For Reproducing Our Results

# generate VulnLLM-R-7B's results
python -m vulscan.test.test --output_dir results/test_data --dataset_path ./datasets/test/function_level/ ./datasets/test/repo_level/ --language python c java --model UCSB-SURFI/VulnLLM-R-7B --requests_per_minute 1000 --save --use_cot --batch_size 4 --tp 2 --vllm --max_tokens 8192 --random_cwe

python -m vulscan.test.test_hf \
      --output_dir results/test_hf \
      --hf_dataset UCSB-SURFI/VulnLLM-R-Test-Data \
      --hf_split repo_level function_level \
      --language c python java \
      --model UCSB-SURFI/VulnLLM-R-7B \
      --save --use_cot --vllm --tp 2

# [optional] generate other models' results with our shell script 
# remember to add your API keys to .env file if you want to run commercial models
# use ./run_test.sh -h for more options
./vulscan/test/run_test.sh -o results/test_data -t 2 # -o means output directory, -t means tensor parallelism
./vulscan/test/run_test.sh -o results/test_data -M o3-mini # -m means model name, which runs only one model.
./vulscan/test/run_test.sh -o results/test_data -M gpt-5 # -m means model name, which runs only one model.

# [optional] draw plot to compare with other models
python plots/plot_language_comparison_models.py --results-dir results/test_data
python plots/plot_model_size_scatter.py --results-dir results/test_data # Note: Labels may overlap with scatter points.

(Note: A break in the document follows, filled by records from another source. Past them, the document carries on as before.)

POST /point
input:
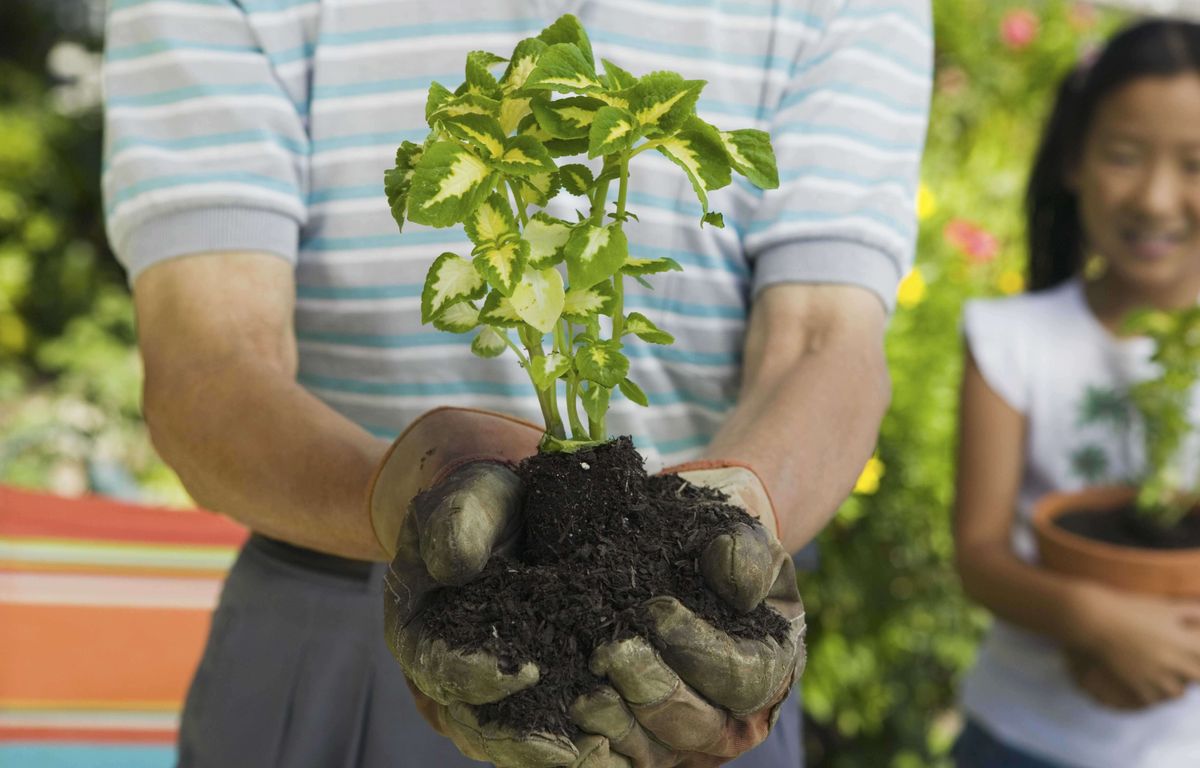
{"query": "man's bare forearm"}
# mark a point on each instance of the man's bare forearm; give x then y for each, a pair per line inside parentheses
(810, 408)
(251, 444)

Adjust text positions manually if needed.

Existing Distilled Datasets

• Distill-DeepSeek
• Distill-QwQ

We also provide the reduced reasoning version of the distilled datasets:

• Reduced-Distill-DeepSeek
• Reduced-Distill-QwQ

Technical Details

📚 Construct training and testing datasets

Merge existing function-level vulnerability detection datasets: PrimeVul [1], SecCodePLT [2], Juliet [3], Sven [4], and Arvo [5]. Within these datasets, PrimeVul has the most complicated functions. We create two training sets: clean (without PrimeVul) and noisy (with PrimeVul), so we can train on relatively simple datasets and test on the complex PrimeVul dataset. Note that we name the training set with PrimeVul as noisy not means the dataset is noisy. It is a relatively arbitrary name we used at the beginning.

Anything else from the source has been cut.